I rappresentanti dell'Assemblea Nazionale della provincia di Dong Nai auspicano che il settore dell'istruzione trovi soluzioni concrete a questo problema, anziché ricorrere all'approccio "se non riusciamo a gestirlo, allora vietiamolo".
Il Ministro dell'Istruzione e della Formazione, Nguyen Kim Son, ha inoltre chiarito la questione delle ripetizioni extra-scolastiche di fronte alla XV Assemblea Nazionale.
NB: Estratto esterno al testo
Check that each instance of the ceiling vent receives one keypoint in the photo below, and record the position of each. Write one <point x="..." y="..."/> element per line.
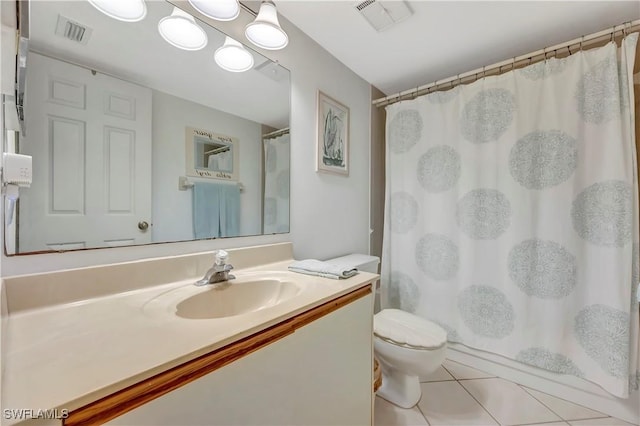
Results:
<point x="383" y="14"/>
<point x="72" y="30"/>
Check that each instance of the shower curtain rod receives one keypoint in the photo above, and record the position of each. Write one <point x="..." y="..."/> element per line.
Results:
<point x="580" y="42"/>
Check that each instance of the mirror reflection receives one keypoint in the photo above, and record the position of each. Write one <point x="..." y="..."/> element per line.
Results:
<point x="125" y="130"/>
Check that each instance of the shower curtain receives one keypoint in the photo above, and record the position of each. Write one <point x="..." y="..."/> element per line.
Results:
<point x="276" y="185"/>
<point x="511" y="215"/>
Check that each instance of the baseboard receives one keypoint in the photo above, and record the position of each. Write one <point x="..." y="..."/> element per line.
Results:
<point x="569" y="388"/>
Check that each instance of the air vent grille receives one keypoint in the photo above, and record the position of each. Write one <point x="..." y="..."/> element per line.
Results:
<point x="364" y="4"/>
<point x="72" y="30"/>
<point x="383" y="14"/>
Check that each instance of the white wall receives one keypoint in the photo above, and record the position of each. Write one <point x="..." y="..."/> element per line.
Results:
<point x="170" y="117"/>
<point x="329" y="213"/>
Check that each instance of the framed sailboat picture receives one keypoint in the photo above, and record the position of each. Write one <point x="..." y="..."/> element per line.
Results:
<point x="333" y="136"/>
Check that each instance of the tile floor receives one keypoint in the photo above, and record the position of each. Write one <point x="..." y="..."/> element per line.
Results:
<point x="460" y="395"/>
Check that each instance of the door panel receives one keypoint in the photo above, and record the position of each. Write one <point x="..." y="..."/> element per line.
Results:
<point x="90" y="138"/>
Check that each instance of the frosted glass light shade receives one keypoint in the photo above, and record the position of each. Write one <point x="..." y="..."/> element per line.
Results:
<point x="232" y="56"/>
<point x="180" y="30"/>
<point x="122" y="10"/>
<point x="265" y="31"/>
<point x="221" y="10"/>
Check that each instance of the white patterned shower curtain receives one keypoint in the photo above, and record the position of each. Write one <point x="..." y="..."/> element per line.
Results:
<point x="276" y="185"/>
<point x="511" y="215"/>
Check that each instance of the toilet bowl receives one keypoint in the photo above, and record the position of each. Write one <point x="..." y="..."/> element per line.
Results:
<point x="408" y="347"/>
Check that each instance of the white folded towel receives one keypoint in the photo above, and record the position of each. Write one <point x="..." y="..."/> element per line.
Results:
<point x="322" y="269"/>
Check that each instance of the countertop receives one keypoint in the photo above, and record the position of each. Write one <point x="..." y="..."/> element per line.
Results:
<point x="68" y="355"/>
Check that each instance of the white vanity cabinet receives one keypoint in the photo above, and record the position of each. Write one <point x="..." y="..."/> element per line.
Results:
<point x="319" y="374"/>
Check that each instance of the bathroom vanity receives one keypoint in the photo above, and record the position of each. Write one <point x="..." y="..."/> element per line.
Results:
<point x="138" y="343"/>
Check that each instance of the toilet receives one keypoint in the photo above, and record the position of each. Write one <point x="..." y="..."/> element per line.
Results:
<point x="407" y="346"/>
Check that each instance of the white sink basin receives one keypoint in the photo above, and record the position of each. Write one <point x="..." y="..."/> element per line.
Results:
<point x="236" y="298"/>
<point x="249" y="292"/>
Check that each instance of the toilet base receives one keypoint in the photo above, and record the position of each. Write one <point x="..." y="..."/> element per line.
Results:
<point x="399" y="388"/>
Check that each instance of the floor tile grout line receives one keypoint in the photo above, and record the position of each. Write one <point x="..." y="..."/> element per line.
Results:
<point x="420" y="410"/>
<point x="439" y="381"/>
<point x="524" y="388"/>
<point x="479" y="403"/>
<point x="479" y="378"/>
<point x="543" y="404"/>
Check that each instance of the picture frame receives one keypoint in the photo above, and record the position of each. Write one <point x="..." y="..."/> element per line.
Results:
<point x="211" y="155"/>
<point x="332" y="141"/>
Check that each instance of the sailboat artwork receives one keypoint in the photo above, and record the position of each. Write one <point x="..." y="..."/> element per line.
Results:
<point x="333" y="134"/>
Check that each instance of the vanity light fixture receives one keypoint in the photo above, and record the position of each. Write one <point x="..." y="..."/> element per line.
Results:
<point x="127" y="11"/>
<point x="265" y="30"/>
<point x="221" y="10"/>
<point x="180" y="30"/>
<point x="232" y="56"/>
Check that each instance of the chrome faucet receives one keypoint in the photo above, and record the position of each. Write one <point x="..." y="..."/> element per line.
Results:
<point x="219" y="272"/>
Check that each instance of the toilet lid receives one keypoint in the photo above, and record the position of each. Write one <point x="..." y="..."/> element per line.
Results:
<point x="405" y="329"/>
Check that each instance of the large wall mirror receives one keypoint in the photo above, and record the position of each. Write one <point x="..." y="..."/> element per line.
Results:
<point x="135" y="141"/>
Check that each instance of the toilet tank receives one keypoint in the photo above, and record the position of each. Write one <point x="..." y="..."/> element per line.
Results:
<point x="363" y="262"/>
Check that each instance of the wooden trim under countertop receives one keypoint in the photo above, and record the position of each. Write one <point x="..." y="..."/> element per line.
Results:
<point x="118" y="403"/>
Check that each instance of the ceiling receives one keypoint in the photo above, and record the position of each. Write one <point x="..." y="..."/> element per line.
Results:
<point x="445" y="38"/>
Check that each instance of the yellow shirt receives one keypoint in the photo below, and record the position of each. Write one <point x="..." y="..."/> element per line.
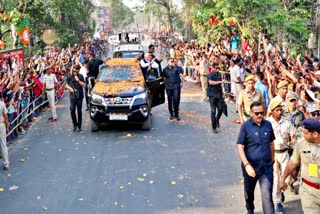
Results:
<point x="302" y="155"/>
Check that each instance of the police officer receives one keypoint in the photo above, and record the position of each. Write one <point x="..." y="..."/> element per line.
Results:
<point x="49" y="82"/>
<point x="76" y="83"/>
<point x="307" y="153"/>
<point x="256" y="150"/>
<point x="215" y="94"/>
<point x="4" y="129"/>
<point x="283" y="130"/>
<point x="173" y="81"/>
<point x="248" y="96"/>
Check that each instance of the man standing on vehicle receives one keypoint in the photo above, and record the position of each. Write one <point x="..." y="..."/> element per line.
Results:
<point x="75" y="84"/>
<point x="92" y="69"/>
<point x="173" y="81"/>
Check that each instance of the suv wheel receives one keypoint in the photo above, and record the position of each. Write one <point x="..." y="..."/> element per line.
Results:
<point x="94" y="126"/>
<point x="147" y="124"/>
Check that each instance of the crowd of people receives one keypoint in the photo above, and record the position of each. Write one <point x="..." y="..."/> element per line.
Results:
<point x="277" y="98"/>
<point x="27" y="88"/>
<point x="278" y="104"/>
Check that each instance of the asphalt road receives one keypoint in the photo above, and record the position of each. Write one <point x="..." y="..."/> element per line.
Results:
<point x="177" y="167"/>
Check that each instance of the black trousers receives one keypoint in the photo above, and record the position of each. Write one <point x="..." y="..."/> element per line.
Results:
<point x="216" y="110"/>
<point x="76" y="104"/>
<point x="173" y="101"/>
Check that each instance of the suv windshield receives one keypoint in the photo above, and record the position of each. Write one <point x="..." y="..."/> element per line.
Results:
<point x="126" y="54"/>
<point x="119" y="73"/>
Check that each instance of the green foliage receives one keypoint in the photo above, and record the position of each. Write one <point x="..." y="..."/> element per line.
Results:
<point x="121" y="16"/>
<point x="44" y="14"/>
<point x="283" y="20"/>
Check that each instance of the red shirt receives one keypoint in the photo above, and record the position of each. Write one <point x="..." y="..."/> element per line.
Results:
<point x="38" y="87"/>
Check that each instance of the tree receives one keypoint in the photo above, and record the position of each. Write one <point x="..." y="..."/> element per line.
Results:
<point x="118" y="19"/>
<point x="281" y="19"/>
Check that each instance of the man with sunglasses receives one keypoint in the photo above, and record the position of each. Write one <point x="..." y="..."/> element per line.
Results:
<point x="49" y="82"/>
<point x="307" y="154"/>
<point x="215" y="94"/>
<point x="173" y="81"/>
<point x="248" y="96"/>
<point x="256" y="150"/>
<point x="283" y="131"/>
<point x="75" y="84"/>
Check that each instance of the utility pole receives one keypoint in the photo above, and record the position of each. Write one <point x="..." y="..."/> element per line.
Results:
<point x="318" y="26"/>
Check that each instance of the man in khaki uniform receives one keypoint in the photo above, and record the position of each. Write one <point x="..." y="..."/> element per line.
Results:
<point x="282" y="93"/>
<point x="4" y="129"/>
<point x="307" y="153"/>
<point x="283" y="131"/>
<point x="248" y="96"/>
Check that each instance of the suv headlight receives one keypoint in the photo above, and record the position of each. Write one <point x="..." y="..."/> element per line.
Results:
<point x="141" y="96"/>
<point x="97" y="99"/>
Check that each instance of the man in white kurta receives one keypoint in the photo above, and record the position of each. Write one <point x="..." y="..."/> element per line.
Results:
<point x="49" y="82"/>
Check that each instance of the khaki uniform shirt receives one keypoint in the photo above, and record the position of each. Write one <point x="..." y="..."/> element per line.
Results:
<point x="282" y="131"/>
<point x="3" y="110"/>
<point x="284" y="103"/>
<point x="246" y="98"/>
<point x="302" y="155"/>
<point x="49" y="80"/>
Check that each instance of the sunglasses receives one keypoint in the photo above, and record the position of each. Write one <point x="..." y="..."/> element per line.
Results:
<point x="280" y="109"/>
<point x="315" y="114"/>
<point x="259" y="113"/>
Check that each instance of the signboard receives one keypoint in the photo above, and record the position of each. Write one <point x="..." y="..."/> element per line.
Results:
<point x="49" y="36"/>
<point x="15" y="53"/>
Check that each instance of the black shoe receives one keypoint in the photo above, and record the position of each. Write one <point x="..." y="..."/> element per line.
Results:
<point x="215" y="131"/>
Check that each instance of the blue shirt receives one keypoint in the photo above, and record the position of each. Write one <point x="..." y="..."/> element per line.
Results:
<point x="264" y="91"/>
<point x="214" y="90"/>
<point x="256" y="140"/>
<point x="179" y="69"/>
<point x="171" y="77"/>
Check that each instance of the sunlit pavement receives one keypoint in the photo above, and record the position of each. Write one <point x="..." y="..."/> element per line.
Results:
<point x="177" y="167"/>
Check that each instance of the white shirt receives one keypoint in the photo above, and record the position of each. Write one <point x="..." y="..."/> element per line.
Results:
<point x="235" y="73"/>
<point x="282" y="131"/>
<point x="276" y="98"/>
<point x="83" y="71"/>
<point x="49" y="80"/>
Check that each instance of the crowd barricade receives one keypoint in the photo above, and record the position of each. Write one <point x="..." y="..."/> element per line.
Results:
<point x="31" y="108"/>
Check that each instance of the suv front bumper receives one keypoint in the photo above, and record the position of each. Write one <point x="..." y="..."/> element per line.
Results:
<point x="138" y="114"/>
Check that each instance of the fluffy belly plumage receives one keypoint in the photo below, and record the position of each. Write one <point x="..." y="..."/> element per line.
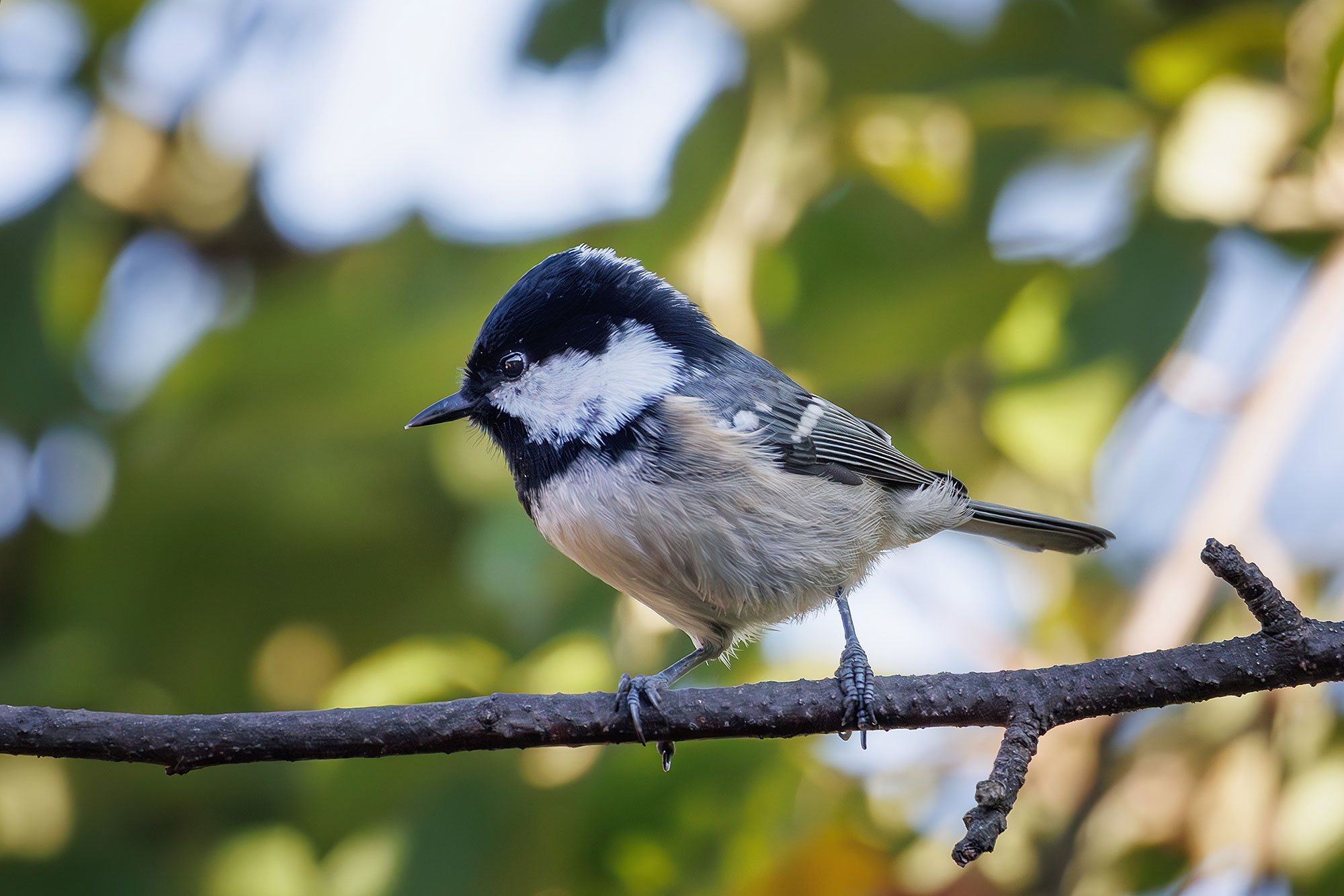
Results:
<point x="718" y="541"/>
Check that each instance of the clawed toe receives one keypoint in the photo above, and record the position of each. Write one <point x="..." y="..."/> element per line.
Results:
<point x="855" y="679"/>
<point x="634" y="691"/>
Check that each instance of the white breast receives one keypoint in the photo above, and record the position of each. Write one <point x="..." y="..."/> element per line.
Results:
<point x="724" y="543"/>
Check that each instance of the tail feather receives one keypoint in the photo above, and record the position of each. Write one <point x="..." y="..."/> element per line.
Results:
<point x="1034" y="531"/>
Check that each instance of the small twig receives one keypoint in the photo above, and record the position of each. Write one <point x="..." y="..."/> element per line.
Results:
<point x="1276" y="613"/>
<point x="1288" y="651"/>
<point x="997" y="796"/>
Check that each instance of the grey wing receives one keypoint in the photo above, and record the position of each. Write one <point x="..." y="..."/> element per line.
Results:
<point x="808" y="433"/>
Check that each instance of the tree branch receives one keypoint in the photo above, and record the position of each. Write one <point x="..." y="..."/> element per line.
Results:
<point x="1288" y="651"/>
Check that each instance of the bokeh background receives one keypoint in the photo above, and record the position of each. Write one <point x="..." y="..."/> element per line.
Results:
<point x="1077" y="253"/>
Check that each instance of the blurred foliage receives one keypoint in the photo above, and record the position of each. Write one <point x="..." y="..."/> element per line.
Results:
<point x="278" y="541"/>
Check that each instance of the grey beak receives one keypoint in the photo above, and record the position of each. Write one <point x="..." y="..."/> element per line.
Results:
<point x="454" y="408"/>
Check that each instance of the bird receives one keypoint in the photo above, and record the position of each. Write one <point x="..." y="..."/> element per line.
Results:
<point x="697" y="478"/>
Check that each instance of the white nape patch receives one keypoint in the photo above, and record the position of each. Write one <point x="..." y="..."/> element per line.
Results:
<point x="810" y="421"/>
<point x="587" y="397"/>
<point x="745" y="421"/>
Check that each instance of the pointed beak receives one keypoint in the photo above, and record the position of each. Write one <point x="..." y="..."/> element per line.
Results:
<point x="454" y="408"/>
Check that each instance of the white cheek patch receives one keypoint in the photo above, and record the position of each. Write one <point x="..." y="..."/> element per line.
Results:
<point x="583" y="396"/>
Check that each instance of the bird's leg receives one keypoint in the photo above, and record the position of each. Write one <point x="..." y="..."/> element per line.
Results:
<point x="632" y="690"/>
<point x="855" y="678"/>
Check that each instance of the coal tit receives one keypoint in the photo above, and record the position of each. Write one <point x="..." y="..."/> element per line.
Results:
<point x="694" y="476"/>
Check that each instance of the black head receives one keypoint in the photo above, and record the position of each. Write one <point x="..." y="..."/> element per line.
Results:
<point x="579" y="349"/>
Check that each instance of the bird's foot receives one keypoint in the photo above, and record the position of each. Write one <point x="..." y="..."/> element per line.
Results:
<point x="855" y="679"/>
<point x="636" y="690"/>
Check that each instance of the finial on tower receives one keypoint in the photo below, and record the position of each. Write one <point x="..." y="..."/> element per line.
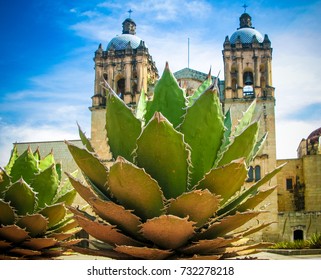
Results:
<point x="129" y="13"/>
<point x="245" y="7"/>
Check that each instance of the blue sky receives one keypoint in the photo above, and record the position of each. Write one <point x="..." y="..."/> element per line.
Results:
<point x="47" y="49"/>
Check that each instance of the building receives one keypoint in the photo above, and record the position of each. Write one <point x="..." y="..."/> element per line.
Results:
<point x="128" y="68"/>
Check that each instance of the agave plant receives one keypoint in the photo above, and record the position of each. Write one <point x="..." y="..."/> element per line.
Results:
<point x="34" y="222"/>
<point x="176" y="188"/>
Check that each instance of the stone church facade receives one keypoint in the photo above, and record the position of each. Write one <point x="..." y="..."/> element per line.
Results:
<point x="128" y="68"/>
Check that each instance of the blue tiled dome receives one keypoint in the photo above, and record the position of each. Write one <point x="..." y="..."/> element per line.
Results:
<point x="121" y="42"/>
<point x="246" y="35"/>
Il Ministro ha affermato che le ripetizioni extra-scolastiche, anche da parte di persone che non lavorano in istituti scolastici, rappresentano un'esigenza che non può essere vietata.
In precedenza, il Ministero dell'Istruzione e della Formazione aveva emanato la Circolare 17, che regolamentava le ripetizioni e i corsi di recupero, classificandoli come settore economico soggetto a determinate condizioni. Tuttavia, la Legge sugli Investimenti del 2016 ha rimosso le ripetizioni dall'elenco dei settori economici soggetti a tali condizioni, rendendo invalide molte disposizioni della Circolare 17. Attualmente, il Ministero dell'Istruzione e della Formazione propone che le ripetizioni vengano reinserite nell'elenco dei settori economici soggetti a tali condizioni nella Legge sugli Investimenti.
Tuttavia, sono vietate le ripetizioni o le lezioni integrative in cui gli insegnanti omettono i contenuti didattici ufficiali o anticipano il materiale. Ciò viola l'etica professionale degli insegnanti ed è proibito. Il Ministro ha affermato che si dovrebbe condannare solo l'esistenza di tali ripetizioni impartite dagli insegnanti.